Exploits in Savagery. Elsewhere, savage raids turned into brutal massacres. Four miles from Kastel, about 100 Jews (two-thirds Irgun, one-third Stern Gang) swept into the village of Deir Yesin at dawn, blew up its huts with demolition charges. More than 200 Arabs, half of them women & children, died in the slaughter. The rest of the village's 700 dwellers surrendered or fled to caves in the nearby hills. For the first time, the Irgun and Stern terrorists were fighting against Arabs as a tactical force. While the Zionist General Council was accepting the Irgun's offer to serve under general Haganah direction, the Jewish Agency denounced the terrorists for the Deir Yesin massacre. It called on them to "realize the depth of the shame you have inflicted on Jewry, to whom such acts are utter abomination."

In the north, Irgunists masqueraded as blue-uniformed Palestine police, surprised a small British army camp. They lined up four soldiers against a wall and shot them in the back. While some raiders broke into arms dumps, others sprayed the camp with machine-gun fire from an armored car. The camp commander was shot dead as he stepped from his office. Then the raiders made off with 62 rifles, 38 Sten guns, 18 Bren guns, 4 bazookas, and ammunition.

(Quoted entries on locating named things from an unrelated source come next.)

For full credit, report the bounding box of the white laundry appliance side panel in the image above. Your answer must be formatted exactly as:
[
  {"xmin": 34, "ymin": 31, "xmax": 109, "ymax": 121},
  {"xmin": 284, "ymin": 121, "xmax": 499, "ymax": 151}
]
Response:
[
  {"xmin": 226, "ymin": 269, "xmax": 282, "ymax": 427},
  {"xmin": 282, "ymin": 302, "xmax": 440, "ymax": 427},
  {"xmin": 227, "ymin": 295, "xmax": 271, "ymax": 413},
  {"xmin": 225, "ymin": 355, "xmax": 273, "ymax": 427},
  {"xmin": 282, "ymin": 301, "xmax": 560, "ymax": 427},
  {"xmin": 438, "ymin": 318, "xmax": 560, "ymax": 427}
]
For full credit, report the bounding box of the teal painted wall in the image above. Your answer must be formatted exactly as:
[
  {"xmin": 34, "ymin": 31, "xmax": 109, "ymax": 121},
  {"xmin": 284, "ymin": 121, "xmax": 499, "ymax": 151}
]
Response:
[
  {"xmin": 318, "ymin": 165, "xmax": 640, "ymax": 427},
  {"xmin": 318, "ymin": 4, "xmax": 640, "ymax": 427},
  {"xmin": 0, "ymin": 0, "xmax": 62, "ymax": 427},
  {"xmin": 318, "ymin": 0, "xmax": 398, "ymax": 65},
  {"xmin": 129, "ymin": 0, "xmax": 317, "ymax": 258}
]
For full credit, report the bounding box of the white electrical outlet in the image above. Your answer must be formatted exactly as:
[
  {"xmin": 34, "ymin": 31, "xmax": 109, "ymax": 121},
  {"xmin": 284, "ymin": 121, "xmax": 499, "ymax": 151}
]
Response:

"We're Very Worried." But the real battle was still the battle for the roads. For the Jews in Jerusalem, it was a matter of survival. Each day food grew scarcer, bread lines longer. Those most immediately threatened by the Arab stranglehold were 1,500 Orthodox Jews living in the Old City, surrounded by blockading Arabs. What food they got was coming through in British convoys.

"What will happen when the British aren't here to run in these convoys?" Gibbs asked one capable Jewish woman who helps to organize the food distribution. "We're very worried. I just don't know the answer," she admitted, and bit her lip.

Said Sheik Yaseen el Bakri, head of some of the Old City's Arab forces: "We understand the food situation is very bad in the Jewish quarter. It will be no more than two weeks before they have to surrender. After the 15th of May, if there is no foreign interference, it will take no more than three months to solve the Palestine problem."

At faraway Lake Success, what Sheik Yaseen called "foreign interference" was on the agenda again. The 57-nation U.N. General Assembly would meet in emergency session this week in another attempt to solve the Palestine problem. But neither Jews nor Arabs had yet accepted the U.S.-sponsored plea for a Palestine truce. Without a truce, the temporary U.N. trusteeship proposed by the U.S. (and opposed by both Jews and Arabs) would be just as hard to enforce as partition.